Nasional

Melalui Jalantara, Rais Aam PBNU Tegaskan Bahaya Sikap Imma’ah

NU Online  ·  Senin, 14 Juli 2025 | 11:00 WIB

Melalui Jalantara, Rais Aam PBNU Tegaskan Bahaya Sikap Imma’ah

Rais Aam PBNU, KH Miftachul Akhyar saat memberikan sambuatan dalam kegiatan Jelajah Turots Nusantara (Jalantara), Ahad (13/7/2025) di Kudus, Jawa Tengah. (Foto: NU Online/Saiful Amar)

Jakarta, NU Online

Rais Aam Pengurus Besar Nahdlatul Ulama (PBNU) KH Miftachul Akhyar menegaskan bahwa laten dari sikap imma'ah atau istilah yang lahir dari hadis Nabi Muhammad untuk menyebut orang yang tidak punya pendirian atau hanya ikut-ikutan.


Menurutnya, forum keilmuan seperti yang digaungkan dalam Nahdlatut Turots melalui program Jelajah Turots Nusantara (Jalantara) menjadi solusi dalam permasalahan tersebut untuk menjunjung tinggi ilmu pengetahuan sebagai fondasi dalam membangun peradaban.


"Itu orang-orang yang selalu perkataannya, manakala orang lain melakukan kebaikan, saya ikutan. Sebaliknya kalau orang melakukan kejahatan, keburukan, saya tidak ketinggalan, ikut-ikutan melakukan. Ini namanya orang latah," kata Kiai Miftach menerangkan isi hadist saat Kick Off Jelajah Turots Nusantara (Jalantara) di Pelataran Menara Kudus, Kabupaten Kudus, Jawa Tengah, pada ahad (13/7/2025) malam.

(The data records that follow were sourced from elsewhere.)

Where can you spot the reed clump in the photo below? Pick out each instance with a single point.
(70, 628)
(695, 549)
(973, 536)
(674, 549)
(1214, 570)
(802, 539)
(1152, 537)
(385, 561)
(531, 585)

Tak hanya itu, Kiai Miftach juga mengkritik fenomena kegemaran umat terhadap hal-hal viral dan perdebatan dangkal yang menggerus nilai ilmu dan sanad. Termasuk kegaduhan soal nasab, yang menurutnya telah dibingkai secara tidak bijak.


"Oleh karena itu, ulama kita selalu mengingatkan (bahwa) jangan kalian jadi kelompok-kelompok yang tidak punya pendirian, yang hanya ikut-ikutan gerudak-geruduk, sebab orang yang gerudak-geruduk, tidak punya pendirian, akan mudah diwarnai, akan mengikuti apa yang terjadi, apa yang dianggap aneh dan dianggap sesuatu yang luar biasa," jelasnya.


Ia juga memaparkan bahwa istilah Nusantara yang dikaitkan dengan julukan ulama atau santri bukanlah sekat atau mengategorisasi. Melainkan sebuah pemantik semangat bahwa bangsa ini punya sumber daya ilmu yang luar biasa untuk ditawarkan ke dunia. 


"Penting sekali kita bisa mengikuti dan mempelajari serta menghayati bagaimana keberhasilan ulama-ulama kita dulu seperti almarhum Syekh Abdul Hamid Kudus ini, agar lahir lagi ulama Nusantara sebagai baitsah untuk meniru, melahirkan Syekh Abdul Hamid Kudus yang lain," katanya.


"Mungkin ada di ruangan ini, yang akan melanjutkan dan akan menjadi Syekh Abdul Hamid Kudus pada abad selanjutnya," tambahnya.


Di kesempatan itu, Wakil Ketua Umum PBNU, KH Zulfa Mustofa, menjabarkan pentingnya turots atau karya tulis warisan keilmuan Islam dalam membangun peradaban, sebagaimana nasihat yang pernah disampaikan oleh Kiai Miftach kepadanya.


"Apa yang diminta oleh Rais Aam PBNU agar Nahdlatul Ulama jangan meninggalkan turots. Kalau kita berbicara membangun peradaban, maka peradaban kita tidak akan kuat tanpa kita membangun turots itu sendiri," katanya.


"Karenanya, dasar membangun peradaban kita, Nahdlatul Ulama harus membangun turots-turots dan menjaga turots-turots ulama kita yang itu adalah menjadi kebanggaan Nahdlatul Ulama. Kebanggaan Nahdlatul Ulama adalah turots-turots ini," terangnya.